# Flugzeugkondensstreifen nachmachen



## Rodpacker (15. Mai 2003)

hallo,
ich bräuchte 'nen Tutorial wie ich es hinbekomme, dass z.B. eine Schrift so aussieht wie die Kondensstreifen von Flugzeugen.  Diese "Spuren" die Flugzeuge am Himmelhinterlassen und die dann mit der Zeit verblassen.  Sie sind schlauchförmig und werden mit der Zeit immer transparenter allerdings nicht gleichmäßig.... und genau diesen Effekt bräuchte ich....

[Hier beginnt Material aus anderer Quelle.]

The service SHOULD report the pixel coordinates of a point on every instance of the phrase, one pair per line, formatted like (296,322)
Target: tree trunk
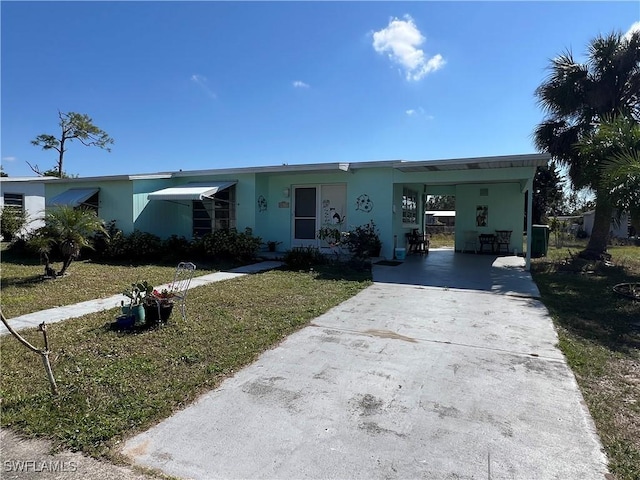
(634,215)
(67,261)
(70,251)
(597,246)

wär echt saucool, wenn jemand heir 'ne Lösung wüßte!!!!

danke mfg Rodpacker


----------



## LostPixel (21. Mai 2003)

Kannst mir ja mal ein Foto von Kondensstreifen schicken damit ich mir was drunter vorstellen kann.
Hast du schon irgendwelche Tests in Photoshop gemacht?


----------



## Kind der Sonne (21. Mai 2003)

Folgende Lösung ist "zusammengedacht":

Du machst eine Linie, die immer dünner wird. Wie das geht weiß ich aber nicht  

Dann filterst du ungefähr zehnmal mit dem Gaußschen Weichzeichner drüber und versuchst dann mit einem anderen Filter (Störungsfilter???) unregelmäßige Fleckchen hinzubekommen.


----------



## Philip Kurz (21. Mai 2003)

Hm, eine Linie die immer dünner wird ...

Das könnte man mit dem Polygonlasso machen, also quasi ein langes, dünnes dreieck.


----------



## Philip Kurz (21. Mai 2003)

Jap, ich habe mal was ausprobiert. Aber je öfter ich es sehe, umso schlechter sieht es aus. Aber das mit den Störungen kriegt man unter Umständen auch mit Renderingfilter > Wolken hin. Das überflüssige wegschneiden, Gauscher Weichzeichner und Ineinanderkopieren.


----------



## cur (22. Mai 2003)

Hi,
dann nehm doch einfach das Pinsel-Werkzeug und geh dann  nochmal mit dem Gausschen Weichzeichner drüber, dann wird es "flockiger", und nicht so gleichmäßig  

cur


----------



## Raymi (22. Mai 2003)

ich würde die airbrush nehmen und also kopf würde ich einen, mit einer störung versehenen kopf nehmen, dann die linie einfach etwas sprühen und mit dem wischfinger bearbeiten


----------



## Sebastian Wramba (22. Mai 2003)

aber bei dem bild ist ja nur ein streifen hinter der klaren schrift.
er will aber die schrift wie den weißen streifen haben.


----------



## Philip Kurz (23. Mai 2003)

Stimmt (erst lesen...).

Dann würde ich sagen, weiße Schrift, Weichzeichner, Störungen hinzufügen, mit dem Radiergummi ein bischen was wegmachen oder vielleicht auch etwas verwischen, vor einen Wolkenhintergrund und die Deckkraft verringern.
Das sieht dann so aus, als wenn ein Flugzeug eine Liebesbotschaft an den Himmel geschrieben hätte (oder was anders  ).


----------